Following my previous post Mobile, data plans and the digital divide, what can we, as mobile software product developers, do to help with the problem of cost of ownership that result in a digital divide?

The answer is that we must be smart and considerate about the cost of ownership of mobile applications. An obvious candidate is to minimize bandwidth usage. In some cases using bandwidth indiscriminately can be a liability as people not prepared to pay for data usage (and who don’t understand the connected nature of mobility) will either complain or default; to the point of legal action. And this applies to both local and web-based applications. If you are targeting a demographic that is cost-conscious, always prompt and warn the user at least once before connecting to the Internet.

One technique to consider for local applications is to segment the application in a way that some of its assets are local for the purpose of minimizing latency (and provide a good experience), yet retrieve other assets on-demand (for example, see my article Implementing a Local Cache to Manage Resources).

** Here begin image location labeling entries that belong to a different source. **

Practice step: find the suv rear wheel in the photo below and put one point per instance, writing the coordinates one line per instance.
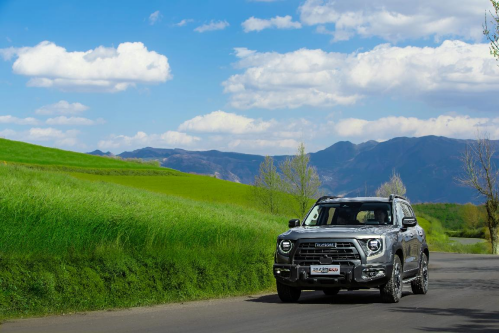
(421, 284)
(392, 291)
(331, 291)
(288, 294)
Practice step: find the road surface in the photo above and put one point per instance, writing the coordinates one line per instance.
(462, 297)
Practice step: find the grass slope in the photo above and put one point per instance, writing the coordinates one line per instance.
(21, 152)
(68, 244)
(200, 188)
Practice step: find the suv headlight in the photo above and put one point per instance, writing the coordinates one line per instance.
(285, 246)
(372, 246)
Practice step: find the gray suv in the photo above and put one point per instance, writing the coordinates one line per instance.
(353, 243)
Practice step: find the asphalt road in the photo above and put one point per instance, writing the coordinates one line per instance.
(462, 297)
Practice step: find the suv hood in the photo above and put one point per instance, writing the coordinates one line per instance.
(338, 232)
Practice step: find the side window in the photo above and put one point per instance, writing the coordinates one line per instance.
(399, 213)
(312, 218)
(331, 212)
(408, 210)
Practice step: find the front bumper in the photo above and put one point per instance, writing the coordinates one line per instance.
(350, 277)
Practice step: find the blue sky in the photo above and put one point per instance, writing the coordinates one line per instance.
(245, 76)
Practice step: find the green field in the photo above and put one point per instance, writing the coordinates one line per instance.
(200, 188)
(21, 152)
(81, 232)
(69, 244)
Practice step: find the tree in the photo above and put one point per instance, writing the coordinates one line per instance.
(492, 36)
(300, 179)
(393, 186)
(268, 186)
(481, 174)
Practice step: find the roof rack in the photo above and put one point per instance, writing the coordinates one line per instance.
(394, 196)
(326, 197)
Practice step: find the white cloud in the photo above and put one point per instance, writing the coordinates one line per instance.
(78, 121)
(102, 69)
(255, 145)
(141, 140)
(183, 22)
(213, 25)
(155, 17)
(8, 53)
(62, 107)
(460, 127)
(223, 122)
(279, 22)
(442, 75)
(395, 20)
(18, 121)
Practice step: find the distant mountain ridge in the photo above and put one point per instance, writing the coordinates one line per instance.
(428, 166)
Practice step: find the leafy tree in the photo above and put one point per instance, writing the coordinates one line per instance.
(268, 186)
(393, 186)
(492, 36)
(300, 179)
(481, 174)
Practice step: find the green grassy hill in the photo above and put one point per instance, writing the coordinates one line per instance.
(81, 232)
(68, 244)
(21, 152)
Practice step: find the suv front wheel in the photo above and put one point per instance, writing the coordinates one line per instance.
(288, 294)
(421, 284)
(392, 291)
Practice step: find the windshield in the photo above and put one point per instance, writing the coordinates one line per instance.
(350, 213)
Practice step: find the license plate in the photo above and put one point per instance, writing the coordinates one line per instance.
(325, 269)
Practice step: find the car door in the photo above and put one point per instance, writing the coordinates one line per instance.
(414, 244)
(406, 240)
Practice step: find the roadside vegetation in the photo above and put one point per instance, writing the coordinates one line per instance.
(71, 245)
(21, 152)
(77, 236)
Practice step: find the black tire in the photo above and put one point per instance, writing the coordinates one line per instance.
(392, 291)
(331, 291)
(421, 284)
(288, 294)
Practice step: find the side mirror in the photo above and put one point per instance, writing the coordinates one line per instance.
(409, 222)
(293, 223)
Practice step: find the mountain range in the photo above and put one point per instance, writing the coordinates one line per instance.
(428, 166)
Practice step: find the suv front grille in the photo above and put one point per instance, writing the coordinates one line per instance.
(309, 254)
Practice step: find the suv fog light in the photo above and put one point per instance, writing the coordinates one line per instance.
(285, 246)
(374, 245)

Other tips include the use of application assets that are created with mobile in mind; this is, at the cost of visual aesthetics avoid or minimize the use of special effects or encodings that increases footprint, such as transparency, shadows, colors, gradients, file encodings — don’t use heavy assets if you don’t have to. For mobile web applications, the same mobile-in-mind asset techniques just mentioned apply as well, as well as how often those are consumed. And remember that the use of AJAX techniques could result in more bandwidth utilization if used improperly.

When creating your application create a data-usage map, that allows you to clearly understand and articulate the network utilization and cost of your application (session, monthly); always know and be prepared to disclose this. Same with messaging (as in text)-usage and related costs.

And of course the above wouldn’t be an issue if we all had flat-rates. As I wrote before, flat-rates will increase wireless data usage and thus revenues. Affordable wireless data (i.e. beyond texting) will help minimize the mobile digital divide.